Congratulations!
I'm very glad to see some serious progress on this agenda. If I'm being honest, I was less than excited by the latest long stretch of (published) results on it. It felt like there was no progress on the core ideas being made, only the shoring-up of the foundations and some minor peripheral insights. It looked concerningly plausible that this path routed through regions of math-space so thorny they were effectively impassable. (This might be an unfair characterization, particularly if those results looked more important in the context of unpublished research/considerations. Sorry if so.)
This result I am very much excited about. It seems to be a meaningful step "depthwards", and serves as an existence proof that depthwards progress is possible at all. Great job!
I wrote this tl;dr for a friend, and thought it worth sharing. I'm not sure it's accurate. I've only read the "Recap"
Here is how I understand it.
Suppose that, depending on the temperature, your mirror might be foggy and you might have goose pimples. As in, the temperature helps you predict those variables. But once you know the temperature, there's (approximately) nothing you learn about the state of your mirror from your skin, and vice versa. And! Once you know whether your mirror is foggy, there's basically nothing left to learn about the temperature by observing your skin (and vice versa).
But you still don't know the temperature once you observe those things.
This is a stochastic (approximate) natural latent. The stochasticity is that you don't know the temperature once you know the mirror and skin states.
Their theorem, iiuc, says that there does exist a variable where you (approximately) know its exact state after you've observed either the mirror or your skin.

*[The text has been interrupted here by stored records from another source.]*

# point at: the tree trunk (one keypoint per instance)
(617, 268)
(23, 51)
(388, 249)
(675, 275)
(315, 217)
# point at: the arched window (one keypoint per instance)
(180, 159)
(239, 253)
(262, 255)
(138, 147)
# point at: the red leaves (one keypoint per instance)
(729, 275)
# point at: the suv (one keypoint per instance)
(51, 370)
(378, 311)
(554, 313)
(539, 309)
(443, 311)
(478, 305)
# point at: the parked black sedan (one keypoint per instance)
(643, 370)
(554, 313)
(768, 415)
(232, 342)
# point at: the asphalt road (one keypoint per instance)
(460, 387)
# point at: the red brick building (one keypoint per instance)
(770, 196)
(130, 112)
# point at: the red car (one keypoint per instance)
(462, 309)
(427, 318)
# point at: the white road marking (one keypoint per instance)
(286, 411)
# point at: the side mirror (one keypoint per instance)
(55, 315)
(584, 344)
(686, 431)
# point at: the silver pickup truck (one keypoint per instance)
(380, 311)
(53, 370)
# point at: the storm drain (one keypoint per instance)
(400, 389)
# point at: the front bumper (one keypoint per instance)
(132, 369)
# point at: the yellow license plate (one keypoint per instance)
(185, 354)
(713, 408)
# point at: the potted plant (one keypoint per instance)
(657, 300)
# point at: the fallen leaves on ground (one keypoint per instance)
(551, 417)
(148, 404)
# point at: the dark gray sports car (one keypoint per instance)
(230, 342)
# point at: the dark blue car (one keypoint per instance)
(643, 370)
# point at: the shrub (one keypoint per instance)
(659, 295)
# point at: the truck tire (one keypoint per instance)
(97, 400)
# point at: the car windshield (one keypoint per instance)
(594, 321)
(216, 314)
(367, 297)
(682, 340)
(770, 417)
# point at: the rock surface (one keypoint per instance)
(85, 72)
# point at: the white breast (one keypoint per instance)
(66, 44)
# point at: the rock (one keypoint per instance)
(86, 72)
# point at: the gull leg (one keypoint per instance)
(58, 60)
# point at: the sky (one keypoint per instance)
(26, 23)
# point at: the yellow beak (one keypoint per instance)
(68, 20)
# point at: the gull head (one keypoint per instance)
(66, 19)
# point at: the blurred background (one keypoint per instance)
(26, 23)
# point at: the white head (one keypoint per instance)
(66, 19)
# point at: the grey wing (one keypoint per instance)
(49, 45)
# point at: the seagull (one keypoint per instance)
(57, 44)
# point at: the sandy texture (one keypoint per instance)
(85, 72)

(I don't currently understand exactly what coarse-graining process they're using to construct the exact natural latent).
Yup, good example!
The theorem doesn't actually specify a coarse-graining process. The proof would say:
Because the middle bullet is not constructive, we don't technically specify a process. That said, one could specify a process straightforwardly by just starting from T' and pareto-improving the latent in a specific direction until one hits an optimum.
In this case, the coarse-graining would probably just be roughly (temperatures at which the mirror fogs) and (temperatures at which it doesn't), since that's the only nontrivial coarse-graining allowed by the setup (because the coarse-grained value must be approximately determined by the mirror-state).

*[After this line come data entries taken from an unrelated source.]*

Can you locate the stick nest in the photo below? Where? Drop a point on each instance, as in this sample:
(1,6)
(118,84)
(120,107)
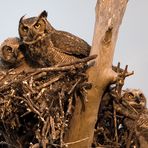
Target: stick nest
(36,106)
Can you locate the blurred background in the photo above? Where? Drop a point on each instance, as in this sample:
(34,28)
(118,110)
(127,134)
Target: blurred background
(78,17)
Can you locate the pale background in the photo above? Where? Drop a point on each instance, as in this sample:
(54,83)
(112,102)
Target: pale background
(77,17)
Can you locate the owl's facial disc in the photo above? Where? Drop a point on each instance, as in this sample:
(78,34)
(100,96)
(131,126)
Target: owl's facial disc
(32,30)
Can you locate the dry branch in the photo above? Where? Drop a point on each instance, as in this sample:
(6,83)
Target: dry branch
(109,14)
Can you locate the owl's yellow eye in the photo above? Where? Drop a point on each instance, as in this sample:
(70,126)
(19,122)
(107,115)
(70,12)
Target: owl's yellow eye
(7,49)
(37,25)
(130,96)
(25,29)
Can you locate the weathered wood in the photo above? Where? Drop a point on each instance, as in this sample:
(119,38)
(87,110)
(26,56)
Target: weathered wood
(109,14)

Noticing this only works as an example if the two signals are (approximately) the same partition of , i.e. (temperatures at which the mirror fogs) is approximately the same as (temperatures at which you have goosebumps).
Yeah I think
And! Once you know whether your mirror is foggy, there's basically nothing left to learn about the temperature by observing your skin (and vice versa).

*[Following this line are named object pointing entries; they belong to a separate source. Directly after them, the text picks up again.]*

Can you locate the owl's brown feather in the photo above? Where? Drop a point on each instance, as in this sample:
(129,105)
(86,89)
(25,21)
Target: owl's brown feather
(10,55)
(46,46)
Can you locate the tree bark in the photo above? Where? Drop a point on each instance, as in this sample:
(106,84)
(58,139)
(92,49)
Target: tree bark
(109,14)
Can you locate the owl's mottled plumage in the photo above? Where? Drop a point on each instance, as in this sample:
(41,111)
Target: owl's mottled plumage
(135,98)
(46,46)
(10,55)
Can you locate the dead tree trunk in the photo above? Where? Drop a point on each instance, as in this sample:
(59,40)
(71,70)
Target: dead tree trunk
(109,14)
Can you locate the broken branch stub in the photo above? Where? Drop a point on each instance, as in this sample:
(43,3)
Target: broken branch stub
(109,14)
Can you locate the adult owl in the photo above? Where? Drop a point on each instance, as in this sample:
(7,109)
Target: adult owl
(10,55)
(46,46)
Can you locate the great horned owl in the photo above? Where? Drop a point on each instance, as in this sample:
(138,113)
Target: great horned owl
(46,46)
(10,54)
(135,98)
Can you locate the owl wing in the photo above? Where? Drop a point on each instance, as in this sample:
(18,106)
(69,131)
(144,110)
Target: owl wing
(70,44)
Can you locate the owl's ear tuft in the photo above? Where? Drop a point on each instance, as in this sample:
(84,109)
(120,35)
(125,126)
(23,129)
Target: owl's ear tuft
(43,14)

is supposed to be scoped under the "Suppose that" from the beginning of the paragraph
This is fantastic. I was a bit annoyed by the pareto optimality section and felt that surely there must be a way to skip that part of the proof. I tried a number of simple transformations on that intuitively I thought would makes the 's equal for the appropriate 's. None worked. Lesson learned (again), test out ideas first before trying to prove them correct.
How did you work out you could use pareto-optimality? I'm guessing you got it from looking at properties of optimized and unoptimized empirical latents?
stochastic natural latents are relatively easy to test for in datasets
Why is it that stochastic natural latents are easier to test for than deterministic? It is that you can use just use the variables themselves as the latent and quickly compute mediation error?
How did you work out you could use pareto-optimality? I'm guessing you got it from looking at properties of optimized and unoptimized empirical latents?
No, actually. The magic property doesn't always hold for pareto optimal latents; the resampling step is load bearing. So when we numerically experimented with optimizing the latents, we often got latents which didn't have the structure leveraged in the proof (though we did sometimes get the right structure, but we didn't notice that until we knew to look for it).
We figured it out by algebraically playing around with the first-order conditions for pareto optimality, generally trying to simplify them, and noticed that if we assumed zero error on one resampling condition (which at the time we incorrectly thought we had already proven was a free move), then it simplified down a bunch and gave the nice form.
It is that you can use just use the variables themselves as the latent and quickly compute mediation error?
Yup.
How did you work out you could use pareto-optimality? I'm guessing you got it from looking at properties of optimized and unoptimized empirical latents?
No, actually. The magic property doesn't always hold for pareto optimal latents; the resampling step is load bearing. So when we numerically experimented with optimizing the latents, we often got latents which didn't have the structure leveraged in the proof (though we did sometimes get the right structure, but we didn't notice that until we knew to look for it).
We figured it out by algebraically playing around with the first-order conditions for pareto optimality, generally trying to simplify them, and noticed that if we assumed zero error on one resampling condition (which at the time we incorrectly thought we had already proven was a free move), then it simplified down a bunch and gave the nice form.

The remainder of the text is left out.